Thoughts Are Like a Leaf Blower

Cup of coffee and a view of lake, trees and mountain.

Thoughts Are Like a Leaf Blower

I was sitting in conversation with a friend on a dewy, blue-sky morning. We sat side by side, with our knees angled toward each other in red Adirondack chairs, holding steaming cups of coffee. There were flowers bursting from garden beds; a long serpentine hedge that separated us from the street down below; birds hopped busily all over the place. Our view was the evergreen trees, Lake Washington, a peak of the Cascade mountain range rising at the horizon.

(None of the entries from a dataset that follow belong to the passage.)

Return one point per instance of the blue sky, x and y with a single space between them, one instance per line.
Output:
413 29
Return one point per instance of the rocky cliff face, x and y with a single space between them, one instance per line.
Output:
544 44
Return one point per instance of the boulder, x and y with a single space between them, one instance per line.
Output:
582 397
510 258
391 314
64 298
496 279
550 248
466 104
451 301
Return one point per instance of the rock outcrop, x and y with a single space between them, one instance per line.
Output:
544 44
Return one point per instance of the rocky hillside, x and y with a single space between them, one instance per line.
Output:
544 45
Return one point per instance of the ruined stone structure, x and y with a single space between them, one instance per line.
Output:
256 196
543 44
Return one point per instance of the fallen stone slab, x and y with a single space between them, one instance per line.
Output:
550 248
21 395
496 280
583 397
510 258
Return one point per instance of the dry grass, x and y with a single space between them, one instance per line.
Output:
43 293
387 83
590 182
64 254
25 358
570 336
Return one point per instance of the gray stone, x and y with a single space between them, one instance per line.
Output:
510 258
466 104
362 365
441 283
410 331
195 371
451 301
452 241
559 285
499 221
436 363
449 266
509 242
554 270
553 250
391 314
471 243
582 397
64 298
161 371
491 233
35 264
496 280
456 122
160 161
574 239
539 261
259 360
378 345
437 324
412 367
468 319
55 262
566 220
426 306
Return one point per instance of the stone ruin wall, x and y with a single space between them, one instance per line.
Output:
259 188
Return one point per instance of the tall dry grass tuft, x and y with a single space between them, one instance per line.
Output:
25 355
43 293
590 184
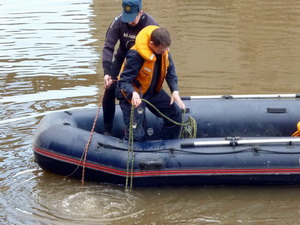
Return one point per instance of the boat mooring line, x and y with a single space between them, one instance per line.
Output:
239 142
256 96
34 115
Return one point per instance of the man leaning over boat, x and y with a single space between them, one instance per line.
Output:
148 63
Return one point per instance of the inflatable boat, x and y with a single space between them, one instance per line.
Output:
241 140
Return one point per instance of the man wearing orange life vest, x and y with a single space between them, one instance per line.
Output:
148 63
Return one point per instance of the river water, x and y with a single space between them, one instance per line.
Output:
50 54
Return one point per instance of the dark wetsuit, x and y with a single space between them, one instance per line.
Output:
123 32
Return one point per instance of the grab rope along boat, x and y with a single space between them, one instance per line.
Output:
240 140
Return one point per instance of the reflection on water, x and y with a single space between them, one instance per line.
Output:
50 53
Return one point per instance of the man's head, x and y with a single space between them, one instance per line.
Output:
132 11
160 40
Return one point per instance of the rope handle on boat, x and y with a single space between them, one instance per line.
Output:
234 142
255 96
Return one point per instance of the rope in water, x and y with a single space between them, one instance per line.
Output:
82 160
188 130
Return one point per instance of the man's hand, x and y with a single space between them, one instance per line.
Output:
107 81
175 97
135 100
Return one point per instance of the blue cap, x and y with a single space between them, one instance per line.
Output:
131 9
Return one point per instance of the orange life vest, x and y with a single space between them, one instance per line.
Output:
145 74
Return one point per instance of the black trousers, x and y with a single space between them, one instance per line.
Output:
161 101
108 102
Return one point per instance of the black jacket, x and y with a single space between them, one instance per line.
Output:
123 32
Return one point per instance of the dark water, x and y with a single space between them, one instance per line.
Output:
50 53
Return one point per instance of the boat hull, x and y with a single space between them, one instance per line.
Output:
61 138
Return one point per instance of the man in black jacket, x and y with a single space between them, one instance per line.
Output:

Inside this beautiful universe we were lost in the flow of a conversation, one that surrounded my friend’s What-Now juncture in life.

We were in it, jamming away, exploring, creating ideas in our own imagination fortress . . . until . . . what the hell?

Leaf blower.

It came from a few houses down—not an unusual sound from a suburban neighborhood where people were obsessed with yard hygiene. But here’s what it did: it pricked me out of my flow state. One second, nothing else existed but the two of us and our creative genius and then . . . the screaming blare of the goddamn leaf blower.

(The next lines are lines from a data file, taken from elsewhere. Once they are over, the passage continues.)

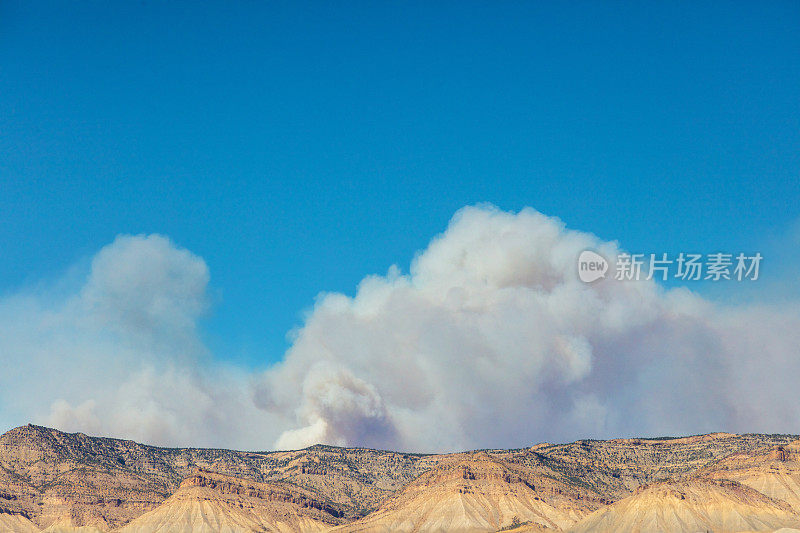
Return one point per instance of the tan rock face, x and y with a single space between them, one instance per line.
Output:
72 483
697 505
209 502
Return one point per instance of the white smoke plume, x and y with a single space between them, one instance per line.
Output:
490 340
121 356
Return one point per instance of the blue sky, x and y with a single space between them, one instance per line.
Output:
297 147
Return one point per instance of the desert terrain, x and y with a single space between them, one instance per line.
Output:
59 482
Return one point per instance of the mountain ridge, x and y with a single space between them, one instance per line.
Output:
73 482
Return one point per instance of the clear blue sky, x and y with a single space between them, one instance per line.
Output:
298 146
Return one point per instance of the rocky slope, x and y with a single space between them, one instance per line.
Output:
697 505
56 481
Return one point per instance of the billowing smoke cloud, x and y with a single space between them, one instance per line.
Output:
121 355
490 340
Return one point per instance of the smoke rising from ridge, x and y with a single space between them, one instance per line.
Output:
490 340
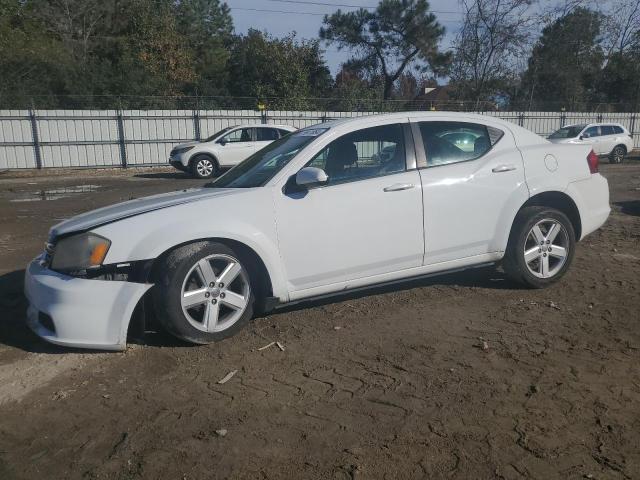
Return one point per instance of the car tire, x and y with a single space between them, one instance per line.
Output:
617 154
192 300
540 248
204 166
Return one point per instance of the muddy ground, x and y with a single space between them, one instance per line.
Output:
389 384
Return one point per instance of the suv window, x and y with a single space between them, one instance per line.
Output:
240 135
367 153
453 142
265 134
591 132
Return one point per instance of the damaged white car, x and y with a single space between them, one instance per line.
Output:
334 207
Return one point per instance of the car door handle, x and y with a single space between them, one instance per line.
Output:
396 187
503 168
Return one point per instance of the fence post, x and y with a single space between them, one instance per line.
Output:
35 137
196 124
121 139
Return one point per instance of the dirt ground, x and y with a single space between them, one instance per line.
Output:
394 383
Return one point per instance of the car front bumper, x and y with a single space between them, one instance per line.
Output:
77 312
177 164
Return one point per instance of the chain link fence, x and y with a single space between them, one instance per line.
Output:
40 138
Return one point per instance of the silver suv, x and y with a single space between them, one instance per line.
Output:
226 148
608 139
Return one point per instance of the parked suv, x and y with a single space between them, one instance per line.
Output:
607 139
226 148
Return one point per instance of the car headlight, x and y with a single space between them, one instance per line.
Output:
80 252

Here’s what I usually do at times like this. I break down our conversational fortress by griping/apologizing:

“Goddamn leaf blower. What the hell are they doing, making a racket at a time like this? I’m so sorry. Go on…” Then we look at each other, blink and say something like: “So where were we?” Do I have to tell you that at a certain stage of life, when you lose the conversation thread, there is pretty much no going back? So in reality, the leaf blower didn’t interrupt our flow, I did.

But on this day, as the sun yolked beautifully into the day and the leaf blower pierced through all serenity, I did something different: I heard it, I noticed my thought bubble of “shit, that’s annoying,” and kept my body pointed toward my friend. I heard the noise, I didn’t like the noise; I had some thoughts about the noise, but I stayed oriented toward my friend and the topic we were making hay with, and that was that.

Thoughts are like a leaf blower.

Afterwards, I saw the leaf blower as a gift from the metaphor gods. That leaf blower was like a stand-in for my ruminating, no-feel-good personal thinking! (For all my thinking, really.)

When my thinking gets loud and disturbing, I can turn away from it—or keep from getting distracted by it, the way I did during my morning conversation. I can let thoughts idle in the background, but they don’t have to steal my attention. I don’t have to make a story around the thoughts, just like I didn’t make a story around the leaf blower. The leaf blower was just there. We didn’t have to create a selfish neighbor leaf blower-owner who had it out for anyone enjoying an existential conversation on a Friday morning.

When I have a thought like: “Who do you think you are?” or “You can’t do THAT!” or “Why can’t you do _____ the way Jane does?” or “I don’t know if I can live with a person who doesn’t wipe the salt flecks off the kitchen counter”—think of the leaf blower. The thoughts/leaf blowers are not transporting any wisdom or truth. They are just there, down the street, kicking up a noise storm, doing their job because that’s how life works. Humans, we think and think and think. Seventy-thousand thoughts a day I’ve been told.

So the next time you’re in the clench of a big-bad thought or some agitating thinking, remember the leaf blower. Despite the thoughts, you can still turn your attention onto the comforts of daily life, on the plants that pinken the patio, on the face of a loved one. There’s room for it all, the leaf blower blowing its head off down the street and the sun rising on an early Friday morning filled with nothing but promise.